Les couvertures d’assurance ont évolué pour refléter cette réalité. Toutefois, avec l’élargissement des garanties vient une complexité accrue. Les assureurs doivent désormais dépasser l’évaluation individuelle des risques et adopter une vision plus approfondie de leur portefeuille, intégrant les dépendances et les expositions systémiques liées aux différents scénarios de chaîne d’approvisionnement.

Comme évoqué précédemment, l’un des développements les plus marquants de ces dernières années est l’émergence du risque cyber-physique. Les incidents cyber sont de plus en plus capables de provoquer des dommages tangibles, allant de la destruction de biens aux arrêts d’activité, y compris dans les environnements industriels intégrés et les systèmes robotisés.

Cette tendance est particulièrement visible dans les environnements où les technologies opérationnelles (OT) sont étroitement connectées aux systèmes informatiques. Les pertes d’exploitation consécutives à des incidents cyber deviennent plus fréquentes et souvent plus sévères.

La souscription de ces risques cyber-physiques présente toutefois des défis particuliers. Les données historiques demeurent limitées, les méthodes d’évaluation varient selon les branches d’assurance et les frontières traditionnelles entre assurances cyber, dommages aux biens et, dans certains cas, assurances énergie deviennent de plus en plus floues. Le constat est clair : le risque cyber ne peut plus être souscrit de manière isolée. Il doit être appréhendé comme un élément d’un écosystème de risques plus large. Les assureurs ont besoin d’une surveillance continue, d’une visibilité en temps réel et d’analyses avancées pour comprendre et gérer efficacement ces expositions.

La sélection des risques est plus cruciale que jamais. Certains assureurs de premier plan investissent massivement dans des outils propriétaires, des analyses de vulnérabilité pilotées par l’IA et des capacités intégrées d’ingénierie du risque cyber afin d’améliorer leurs prises de décision. La capacité à combiner données, technologie et expertise constituera un facteur déterminant d’excellence en souscription dans les années à venir.

L’une des questions les plus complexes et encore en évolution pour le secteur concerne l’impact de l’intelligence artificielle sur les portefeuilles d’assurance.
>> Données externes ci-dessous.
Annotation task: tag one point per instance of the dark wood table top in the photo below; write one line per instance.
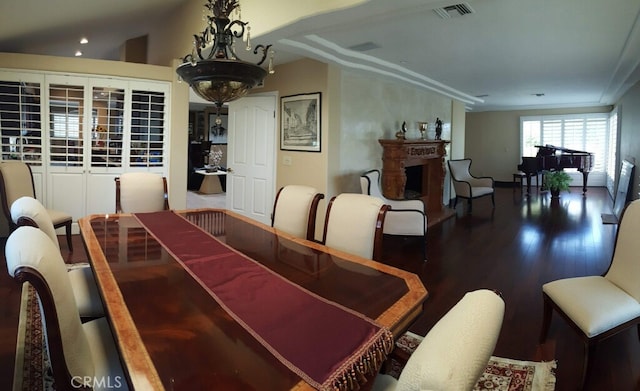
(172, 334)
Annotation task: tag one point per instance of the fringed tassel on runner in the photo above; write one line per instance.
(368, 364)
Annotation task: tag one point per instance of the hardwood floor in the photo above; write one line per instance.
(515, 248)
(523, 243)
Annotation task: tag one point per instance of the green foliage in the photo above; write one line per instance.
(558, 180)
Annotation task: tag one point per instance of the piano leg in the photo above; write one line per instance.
(529, 184)
(585, 174)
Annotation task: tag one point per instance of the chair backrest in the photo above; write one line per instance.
(460, 169)
(624, 270)
(370, 184)
(354, 224)
(29, 211)
(294, 210)
(16, 180)
(455, 352)
(32, 257)
(141, 192)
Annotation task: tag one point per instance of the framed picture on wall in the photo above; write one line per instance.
(300, 122)
(218, 132)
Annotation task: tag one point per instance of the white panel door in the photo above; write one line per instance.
(251, 149)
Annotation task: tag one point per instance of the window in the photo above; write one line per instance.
(107, 126)
(583, 132)
(147, 129)
(66, 108)
(20, 121)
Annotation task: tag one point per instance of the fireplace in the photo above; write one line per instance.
(415, 169)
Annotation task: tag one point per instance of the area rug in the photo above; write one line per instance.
(501, 374)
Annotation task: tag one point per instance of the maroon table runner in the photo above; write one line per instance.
(326, 344)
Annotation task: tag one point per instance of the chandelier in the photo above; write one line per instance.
(217, 74)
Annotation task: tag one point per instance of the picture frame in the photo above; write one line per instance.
(300, 122)
(218, 134)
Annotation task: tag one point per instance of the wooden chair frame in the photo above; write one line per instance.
(377, 240)
(590, 343)
(471, 198)
(396, 207)
(118, 202)
(6, 208)
(61, 374)
(311, 221)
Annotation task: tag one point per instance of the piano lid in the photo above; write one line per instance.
(548, 149)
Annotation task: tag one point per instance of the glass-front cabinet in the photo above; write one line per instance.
(78, 133)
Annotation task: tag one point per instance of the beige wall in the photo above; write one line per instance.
(492, 139)
(179, 102)
(373, 108)
(307, 168)
(629, 122)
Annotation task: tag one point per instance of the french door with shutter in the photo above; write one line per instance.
(78, 133)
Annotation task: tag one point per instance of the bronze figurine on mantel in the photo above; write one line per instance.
(402, 134)
(422, 127)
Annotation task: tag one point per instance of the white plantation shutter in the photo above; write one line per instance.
(66, 112)
(20, 121)
(148, 128)
(107, 126)
(583, 132)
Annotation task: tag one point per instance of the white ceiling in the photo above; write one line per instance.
(575, 52)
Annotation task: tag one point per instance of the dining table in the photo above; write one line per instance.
(175, 330)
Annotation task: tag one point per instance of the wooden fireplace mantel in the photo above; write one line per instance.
(399, 154)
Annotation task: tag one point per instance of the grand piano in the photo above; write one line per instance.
(552, 158)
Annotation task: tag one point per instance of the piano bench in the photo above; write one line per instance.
(521, 176)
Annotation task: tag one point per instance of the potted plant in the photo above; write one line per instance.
(557, 181)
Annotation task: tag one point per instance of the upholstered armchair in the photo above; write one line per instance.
(354, 224)
(16, 180)
(294, 210)
(141, 192)
(598, 307)
(468, 186)
(455, 352)
(77, 351)
(27, 211)
(404, 218)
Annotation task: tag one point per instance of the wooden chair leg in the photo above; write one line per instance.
(589, 350)
(546, 318)
(67, 228)
(424, 255)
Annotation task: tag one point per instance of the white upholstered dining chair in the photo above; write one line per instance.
(27, 211)
(598, 307)
(404, 218)
(455, 352)
(141, 192)
(78, 351)
(294, 210)
(16, 180)
(468, 186)
(354, 224)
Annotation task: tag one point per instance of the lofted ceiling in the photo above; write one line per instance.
(500, 55)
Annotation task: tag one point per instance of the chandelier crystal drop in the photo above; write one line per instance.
(213, 69)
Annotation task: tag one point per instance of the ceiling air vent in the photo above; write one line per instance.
(454, 10)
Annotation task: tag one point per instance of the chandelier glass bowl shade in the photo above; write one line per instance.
(213, 69)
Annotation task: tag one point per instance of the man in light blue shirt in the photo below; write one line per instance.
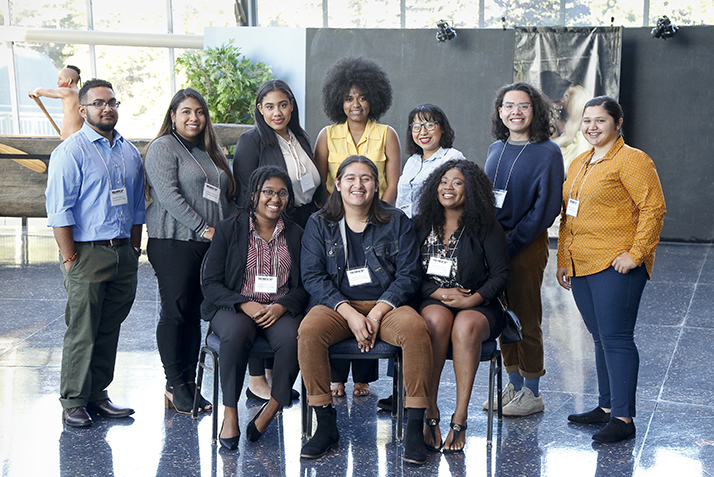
(95, 205)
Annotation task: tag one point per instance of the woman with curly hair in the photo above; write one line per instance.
(355, 94)
(464, 261)
(192, 189)
(251, 280)
(526, 169)
(429, 141)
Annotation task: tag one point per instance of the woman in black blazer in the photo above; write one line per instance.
(251, 284)
(278, 140)
(464, 260)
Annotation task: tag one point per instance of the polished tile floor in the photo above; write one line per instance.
(675, 422)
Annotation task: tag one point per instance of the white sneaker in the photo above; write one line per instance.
(524, 403)
(506, 396)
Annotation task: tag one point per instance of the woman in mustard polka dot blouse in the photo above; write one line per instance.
(613, 211)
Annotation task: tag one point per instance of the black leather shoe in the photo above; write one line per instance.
(105, 408)
(616, 430)
(77, 417)
(596, 416)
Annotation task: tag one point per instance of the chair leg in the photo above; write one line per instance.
(398, 399)
(199, 382)
(491, 379)
(216, 385)
(499, 379)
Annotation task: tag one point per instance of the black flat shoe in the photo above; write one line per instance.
(229, 443)
(251, 395)
(252, 432)
(179, 398)
(458, 429)
(204, 405)
(616, 430)
(596, 416)
(433, 423)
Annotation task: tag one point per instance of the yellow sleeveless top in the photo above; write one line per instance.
(372, 144)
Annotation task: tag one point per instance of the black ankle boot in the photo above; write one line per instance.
(616, 430)
(326, 436)
(414, 448)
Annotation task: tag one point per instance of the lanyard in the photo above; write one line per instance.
(218, 174)
(347, 149)
(570, 194)
(508, 179)
(121, 151)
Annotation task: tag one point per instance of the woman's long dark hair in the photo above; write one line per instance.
(208, 135)
(479, 207)
(256, 182)
(267, 134)
(334, 209)
(542, 125)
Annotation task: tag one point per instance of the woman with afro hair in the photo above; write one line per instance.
(355, 94)
(464, 260)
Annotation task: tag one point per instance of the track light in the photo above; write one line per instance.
(664, 29)
(445, 31)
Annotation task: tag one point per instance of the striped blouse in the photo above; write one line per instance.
(267, 258)
(621, 210)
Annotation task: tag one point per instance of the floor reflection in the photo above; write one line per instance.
(675, 422)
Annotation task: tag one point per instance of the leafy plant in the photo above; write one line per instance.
(228, 80)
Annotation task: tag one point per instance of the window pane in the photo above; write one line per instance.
(426, 13)
(140, 77)
(683, 12)
(191, 16)
(68, 14)
(364, 14)
(135, 16)
(295, 13)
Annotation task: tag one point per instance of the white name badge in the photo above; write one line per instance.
(440, 267)
(118, 197)
(500, 196)
(358, 276)
(265, 284)
(306, 182)
(211, 193)
(572, 209)
(407, 209)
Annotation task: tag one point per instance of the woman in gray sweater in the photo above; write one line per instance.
(192, 189)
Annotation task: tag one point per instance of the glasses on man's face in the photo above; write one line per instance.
(270, 193)
(522, 107)
(429, 125)
(101, 104)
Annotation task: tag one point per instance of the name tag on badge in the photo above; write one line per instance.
(265, 284)
(306, 182)
(212, 193)
(500, 196)
(118, 197)
(358, 276)
(572, 209)
(440, 267)
(407, 209)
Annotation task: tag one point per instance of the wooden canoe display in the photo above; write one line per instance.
(24, 159)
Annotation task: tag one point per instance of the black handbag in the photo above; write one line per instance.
(512, 325)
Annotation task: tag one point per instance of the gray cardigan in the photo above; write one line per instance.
(178, 209)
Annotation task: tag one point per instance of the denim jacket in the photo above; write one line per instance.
(391, 250)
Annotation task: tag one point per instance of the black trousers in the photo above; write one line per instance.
(237, 332)
(177, 265)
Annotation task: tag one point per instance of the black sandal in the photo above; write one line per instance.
(433, 423)
(457, 428)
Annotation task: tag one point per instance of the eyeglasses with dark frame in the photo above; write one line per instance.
(429, 125)
(522, 107)
(270, 193)
(101, 104)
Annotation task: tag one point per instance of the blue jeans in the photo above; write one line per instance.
(608, 302)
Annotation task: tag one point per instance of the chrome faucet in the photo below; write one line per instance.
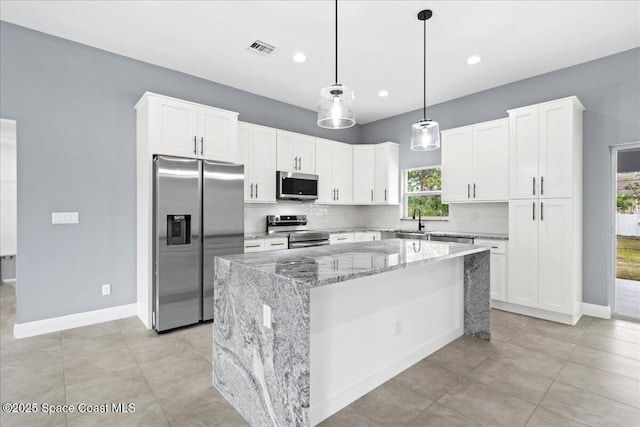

Tout comme l’industrie s’était interrogée sur le phénomène du « silent cyber » il y a une décennie, l’attention se porte désormais sur la manière dont les risques liés à l’IA modifient le profil de risque d’autres branches d’assurance.

Les responsabilités liées à l’IA pourraient déjà s’accumuler dans plusieurs lignes d’activité, souvent sans être explicitement identifiées ni correctement tarifées. Cela soulève des interrogations plus larges quant à la manière dont ces expositions sont détectées et gérées.

Même si ce sujet reste en cours de réflexion et ne fait pas encore l’objet d’une position de marché pleinement définie, il souligne la nécessité d’une plus grande clarté sur l’interaction entre les technologies émergentes et les couvertures d’assurance existantes.

À mesure que le marché approche d’un éventuel tournant, la discipline et les fondamentaux deviennent essentiels. Les assurés doivent accorder la priorité aux bonnes pratiques de cybersécurité, à une gestion robuste des identités et des accès, à une politique rigoureuse de correctifs, à la surveillance des équipements en périphérie du réseau ainsi qu’à une gestion efficace des changements.

Pour les assureurs, l’avenir ne dépendra pas de la quantité de capacité déployée, mais de leur capacité à comprendre, tarifer et allouer intelligemment les risques. Cela implique d’anticiper les menaces émergentes, de naviguer dans un environnement réglementaire complexe et d’investir dans les outils et les talents nécessaires pour garder une longueur d’avance.

Le marché européen de la cyberassurance entre dans une période d’incertitude accrue. Mais cette incertitude offre également des opportunités à ceux qui sauront s’adapter. Dans un monde façonné par l’intelligence artificielle, les systèmes interconnectés et l’évolution des responsabilités, le succès dépendra de la clarté, de l’agilité et, surtout, d’une compréhension approfondie du risque sous toutes ses formes.